On a scale from one to 10, I’d have to rate the two football games I saw this weekend 10s on both accounts. The Bayside-Wagner game I witnessed Saturday and the annual Christ the King-Holy Cross battle I saw on Sunday were among the most competitive games I can remember seeing in all my years in this humble post.
And, to be honest, they couldn’t come at a better time. With the city and nation still reeling from the attacks of Sept. 11, it felt good just to stand in the sun and watch some football.
Not often do I come across games like the two I saw this weekend, two games featuring four evenly matched teams that both went down to the wire. I could not have asked for a better antidote to all the ills of the world than walking the sidelines at the Bayside High School Athletic Field.
Now and then a plane would fly overhead, which was the only reminder for me. being a lifelong Queens resident, seeing planes fly out of flight patterns can be a tad disconcerting these days, but those distractions lasted only a moment.
Every down of both games seemed important. In the Wagner-Bayside game played Saturday, it was a story of two halves, with Wagner holding the edge in the first ,courtesy of two big plays, and Bayside taking over in the second half.
In the third quarter, Bayside pulled to within a score, 12-6, setting up one of the most dramatic conclusions to any game I have ever seen. With just one second left on the clock, Zanu Simpson found Andrew Lewis for the touchdown, tying the game at 12 with no time remaining.
Leave it to special teams to mess up a perfectly good game. Bayside should have walked off the field winners Saturday, but Simpson’s extra point missed by less than a foot just right of the posts. I couldn’t believe it.
On to overtime both teams went, but Bayside could not keep the momentum. Wagner scored on their second try from the 20 and made the two-point conversion to go up by eight. The Commodores needed another miracle, but it just wasn’t in the cards.
Voices from the crowd echoed the sentiment felt along the Bayside sidelines.

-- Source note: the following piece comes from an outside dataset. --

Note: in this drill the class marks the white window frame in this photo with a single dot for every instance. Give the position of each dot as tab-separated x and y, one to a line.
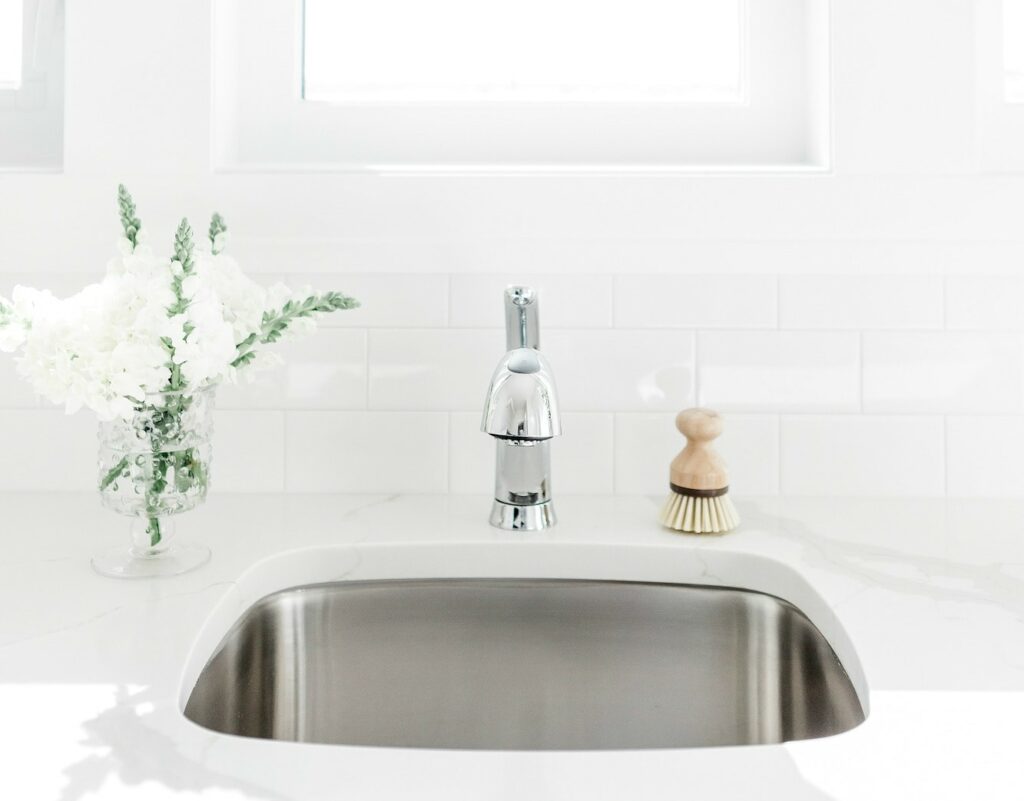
261	123
999	123
32	114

It was a heartbreaking loss for coach Joe Capuana’s team, but one Bayside should certainly be able to build on.
Every year the most anticipated game for me to see is the annual St. Francis Prep-Holy Cross match-up. But as good as that storied rivalry has been over the year, Christ the King-Holy Cross is quickly catching up.
You could feel the tension on both sides of the field before the game. And that carried over to the actual play, with Holy Cross taking advantage of a still stiff Christ the King defense when Wood Aime broke free for a 77-yard touchdown on the game’s very first play.
Of course, any gain like that against a defense as tough as the Royals’ are hard to come by. And Holy Cross never truly threatened again, thanks mostly to the play of CK’s Steve Shell and Rolando Garcia.
Unfortunately, neither team generated much offense after the first series, but that too added to the game’s allure. It was a game of inches and mistakes, the last of which was made by Cross, when Shell picked off Dan Meara for a 60-yard interception returned for a touchdown. The successful two-point conversion gave CK a one-point lead it would not relinquish
All the action I saw this weekend only re-enforced my belief that regardless of what lies ahead, everything will turn out fine in the end. This country may be at a crossroads, the world may never be the same again, but, when it comes to football, especially last weekend, America seems as good as ever.
Last week was one of the more difficult I, and most of us, have ever had to endure. Everything was put on hold, from out daily routines to our long-range plans for reasons I don’t think anyone knows entirely.
When the smoke clears, I believe it is things like high school football that make it all worthwhile.
Actually, watching the Jets this weekend and following the Mets and Yankees down the stretch have also lifted some of the weight of this tragedy. And I suspect they will continue to do so in the months and years ahead.
You can count on the fact that when the Super Bowl rolls around or the NBA kicks its season into high gear, tensions around the office, on the highway and in the home will seem that much lighter. At least I hope so.
So, for the next couple of months I plan on attending every single sporting even I can. It may be my job, but it make life a heck of a lot more tolerable these days.